Library of Congress

One of our sources of book data is the Library of Congress MDSConnect Books bibliography records.

We download and import the XML versions of these files.

Imported data lives under the loc-mds directory.

erDiagram
    book-ids |o--|{ book-fields : contains
    book-ids ||--o{ book-isbns : ""
    book-ids ||--o{ book-isbn-ids : ""
    book-ids ||--o{ book-authors : ""

Import Steps

The import is controlled by the following DVC steps:

scan-books: Scan the book MARC data from data/loc-books into Parquet files (described in book data).
book-isbn-ids: Resolve ISBNs from LOC books into ISBN IDs, producing loc-mds/book-isbn-ids.parquet.
book-authors: Extract (and clean up) author names for LOC books.

Raw MARC data

When importing MARC data, we create a “fields” file that contains the data exactly as recorded in MARC. We then process this data to produce additional files. One of these MARC field files contains the following columns (defined by FieldRecord):

rec_id: The record identifier (generated at import)
fld_no: The field number. This corresponds to a single MARC field entry; rows in this table containing data from MARC subfields will share a fld_no with their containing field.
tag: The MARC tag; either a three-digit number, or -1 for the MARC leader.
ind1, ind2: MARC indicators. Their meanings are defined in the MARC specification.
sf_code: MARC subfield code.
contents: The raw textual content of the MARC field or subfield.

Extracted Book Tables

We extract a number of tables from the LOC MDS book data. These tables only contain information about actual “books” in the collection, as opposed to other types of materials. We consider a book to be anything that has MARC record type ‘a’ or ‘t’ (language material), and is not also classified as a government record in MARC field 008.

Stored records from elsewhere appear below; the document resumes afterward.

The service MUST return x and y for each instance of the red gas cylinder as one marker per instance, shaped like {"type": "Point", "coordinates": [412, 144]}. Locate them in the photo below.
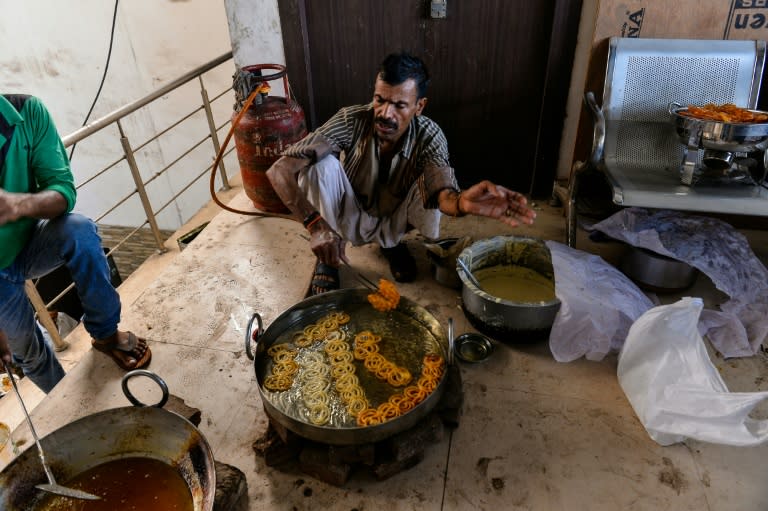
{"type": "Point", "coordinates": [267, 128]}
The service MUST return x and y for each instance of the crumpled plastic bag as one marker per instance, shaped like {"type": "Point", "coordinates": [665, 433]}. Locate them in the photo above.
{"type": "Point", "coordinates": [674, 388]}
{"type": "Point", "coordinates": [598, 304]}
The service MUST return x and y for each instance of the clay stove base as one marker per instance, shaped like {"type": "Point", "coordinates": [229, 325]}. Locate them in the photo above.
{"type": "Point", "coordinates": [335, 464]}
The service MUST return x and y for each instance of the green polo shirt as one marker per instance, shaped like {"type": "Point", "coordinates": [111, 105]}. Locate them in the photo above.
{"type": "Point", "coordinates": [36, 161]}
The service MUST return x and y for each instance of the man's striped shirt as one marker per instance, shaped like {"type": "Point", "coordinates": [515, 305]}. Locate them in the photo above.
{"type": "Point", "coordinates": [349, 135]}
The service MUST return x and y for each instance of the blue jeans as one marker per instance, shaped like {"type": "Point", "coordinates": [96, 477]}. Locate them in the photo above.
{"type": "Point", "coordinates": [70, 240]}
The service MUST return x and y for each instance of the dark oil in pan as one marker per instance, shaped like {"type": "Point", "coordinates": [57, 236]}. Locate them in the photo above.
{"type": "Point", "coordinates": [128, 484]}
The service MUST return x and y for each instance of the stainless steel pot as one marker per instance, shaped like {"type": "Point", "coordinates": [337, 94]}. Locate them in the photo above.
{"type": "Point", "coordinates": [407, 327]}
{"type": "Point", "coordinates": [502, 319]}
{"type": "Point", "coordinates": [718, 135]}
{"type": "Point", "coordinates": [132, 431]}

loc-mds/book-fields.parquet (struct FieldRecord)

The book-fields table contains the raw data imported from the MARC files, as MARC fields. The LOC book data follows the MARC 21 Bibliographic Data format; the various tags, field codes, and indicators are defined there. This table is not terribly useful on its own, but it is the source from which the other tables are derived.

File details

Schema for `loc-mds/book-fields.parquet`.
Field	Type
rec_id	UInt32
fld_no	UInt32
tag	Int16
ind1	UInt8
ind2	UInt8
sf_code	UInt8
contents	LargeUtf8

loc-mds/book-ids.parquet (struct BookIds)

This table includes code information for each book record.

Record ID
MARC Control Number
Library of Congress Control Number (LCCN)
Record status
Record type
Bibliographic level

More information about the last three is in the leader specification.

File details

Schema for `loc-mds/book-ids.parquet`.
Field	Type
rec_id	UInt32
marc_cn	LargeUtf8
lccn	LargeUtf8
status	UInt8
rec_type	UInt8
bib_level	UInt8

loc-mds/book-isbns.parquet (struct ISBNrec)

Textual ISBNs as extracted from LOC records. The actual ISBN strings (tag 020 subfield ‘a’) are quite messy; the parser in bookdata::cleaning::isbns parses out ISBNs, along with additional tags or descriptors, from the ISBN strings using a number of best-effort heuristics. This table contains the results of that process.

File details

Schema for `loc-mds/book-isbns.parquet`.
Field	Type
rec_id	UInt32
isbn	LargeUtf8
tag	LargeUtf8

loc-mds/book-isbn-ids.parquet

Map book records (LOC book rec_id values) to ISBN IDs. It is produced by converting the ISBNs in loc-mds/book-isbns.parquet into ISBN IDs.

File details

Schema for `loc-mds/book-isbn-ids.parquet`.
Field	Type
rec_id	UInt32
isbn_id	Int32

loc-mds/book-authors.parquet

Author names for book records. This only extracts the primary author name (MARC field 100 subfield ‘a’).

File details

Schema for `loc-mds/book-authors.parquet`.
Field	Type
rec_id	UInt32
author_name	LargeUtf8